42 A semântica composicional se ocupa com a variação do sentido das palavras com a observância do contexto linguístico. Uma interpretação semântica composicional compreende o sentido de uma dada palavra levando em conta a composição das frases em que essa palavra ocorre. Ex: a) Deixei minha filha na escola. b) Ele não me deixa tranquila. c) Deixaram as crianças viajar. “Deixar” carrrega os significados de: a) colocar aos cuidados de; b) importunar, incomodar; c) consentir, permitir.

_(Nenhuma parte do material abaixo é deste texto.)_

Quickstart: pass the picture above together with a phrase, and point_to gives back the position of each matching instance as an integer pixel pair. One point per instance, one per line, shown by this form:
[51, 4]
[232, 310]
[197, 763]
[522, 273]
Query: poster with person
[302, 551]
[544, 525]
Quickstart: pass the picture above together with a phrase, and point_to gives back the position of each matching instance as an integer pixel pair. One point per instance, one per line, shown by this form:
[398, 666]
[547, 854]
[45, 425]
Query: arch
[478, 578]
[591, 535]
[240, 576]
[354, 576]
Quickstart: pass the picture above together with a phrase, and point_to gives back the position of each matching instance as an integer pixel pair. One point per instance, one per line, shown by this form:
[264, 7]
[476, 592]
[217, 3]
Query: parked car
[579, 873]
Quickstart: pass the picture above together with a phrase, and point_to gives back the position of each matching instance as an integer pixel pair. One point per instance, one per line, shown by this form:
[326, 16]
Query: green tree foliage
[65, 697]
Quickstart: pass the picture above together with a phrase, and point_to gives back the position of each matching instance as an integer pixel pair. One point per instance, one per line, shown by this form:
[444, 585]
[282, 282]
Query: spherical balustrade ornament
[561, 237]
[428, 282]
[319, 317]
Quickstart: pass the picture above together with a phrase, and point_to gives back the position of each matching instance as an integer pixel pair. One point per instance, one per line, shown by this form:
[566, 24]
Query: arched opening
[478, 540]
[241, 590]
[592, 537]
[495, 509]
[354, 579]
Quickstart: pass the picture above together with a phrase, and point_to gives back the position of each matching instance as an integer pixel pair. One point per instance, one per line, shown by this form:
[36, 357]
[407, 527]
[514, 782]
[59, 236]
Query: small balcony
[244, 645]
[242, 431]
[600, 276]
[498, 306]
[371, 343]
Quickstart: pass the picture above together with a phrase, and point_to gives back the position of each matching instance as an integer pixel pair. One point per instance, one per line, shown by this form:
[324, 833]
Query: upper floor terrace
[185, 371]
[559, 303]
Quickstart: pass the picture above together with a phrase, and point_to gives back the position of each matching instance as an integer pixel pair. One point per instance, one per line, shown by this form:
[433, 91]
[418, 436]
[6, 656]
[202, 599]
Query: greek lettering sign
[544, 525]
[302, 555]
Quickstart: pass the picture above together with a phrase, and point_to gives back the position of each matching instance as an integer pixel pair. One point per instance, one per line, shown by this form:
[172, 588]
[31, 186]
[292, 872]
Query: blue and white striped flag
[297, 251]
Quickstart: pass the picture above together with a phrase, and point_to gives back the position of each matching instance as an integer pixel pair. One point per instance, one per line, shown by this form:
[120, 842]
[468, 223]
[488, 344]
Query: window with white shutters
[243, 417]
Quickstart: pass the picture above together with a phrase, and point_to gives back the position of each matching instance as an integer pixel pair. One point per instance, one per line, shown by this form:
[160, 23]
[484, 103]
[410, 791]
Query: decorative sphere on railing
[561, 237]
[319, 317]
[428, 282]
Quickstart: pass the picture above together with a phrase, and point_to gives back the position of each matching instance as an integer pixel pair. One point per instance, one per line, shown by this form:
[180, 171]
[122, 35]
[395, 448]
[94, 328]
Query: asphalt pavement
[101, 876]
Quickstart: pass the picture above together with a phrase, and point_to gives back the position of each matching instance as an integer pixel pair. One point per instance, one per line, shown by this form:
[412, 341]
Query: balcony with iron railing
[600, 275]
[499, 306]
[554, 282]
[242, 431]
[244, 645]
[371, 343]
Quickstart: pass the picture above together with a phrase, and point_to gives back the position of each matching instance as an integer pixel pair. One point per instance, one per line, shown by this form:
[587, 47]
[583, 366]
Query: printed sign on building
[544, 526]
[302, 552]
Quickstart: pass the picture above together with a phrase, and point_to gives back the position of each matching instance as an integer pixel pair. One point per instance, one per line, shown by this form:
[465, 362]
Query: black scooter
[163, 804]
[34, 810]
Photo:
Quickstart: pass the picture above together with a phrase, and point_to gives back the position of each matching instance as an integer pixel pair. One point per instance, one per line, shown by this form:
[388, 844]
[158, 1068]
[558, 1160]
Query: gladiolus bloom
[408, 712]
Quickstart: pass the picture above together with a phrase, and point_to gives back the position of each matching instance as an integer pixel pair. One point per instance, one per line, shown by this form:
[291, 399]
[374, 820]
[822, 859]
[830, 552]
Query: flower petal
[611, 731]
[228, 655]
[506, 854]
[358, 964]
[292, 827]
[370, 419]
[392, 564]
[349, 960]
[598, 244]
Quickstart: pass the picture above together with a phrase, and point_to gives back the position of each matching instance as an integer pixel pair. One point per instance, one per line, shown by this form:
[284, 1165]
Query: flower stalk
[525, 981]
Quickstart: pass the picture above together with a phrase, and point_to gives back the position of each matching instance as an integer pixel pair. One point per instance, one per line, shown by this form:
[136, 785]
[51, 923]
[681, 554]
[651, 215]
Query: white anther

Influenciados por essa concepção, linguistas, filósofos e psicólogos simbolistas advogam por um nível simbólico de representação. A mente humana apresenta estados representacionais – símbolos – que possuem estruturas semânticas e sintáticas combinatórias. Essas representações mentais ou simbólicas são estruturadas automaticamente ou se combinam entre si para formar estruturas mais complexas.

No entanto, na década de 1980, paralelamente a esses estudos, inicia- se o questionamento da categorização clássica da linguagem. Essa ecologia do conhecimento passa a ser compreendida de forma que o homem, ao usar a língua, exerce papel significativo na construção do sentido. O conhecimento não é compreendido como fenômeno preestabelecido na mente e tampouco como informação exógena que o meio proporciona, mas que mente e corpo comungam da mesma esfera de sentido.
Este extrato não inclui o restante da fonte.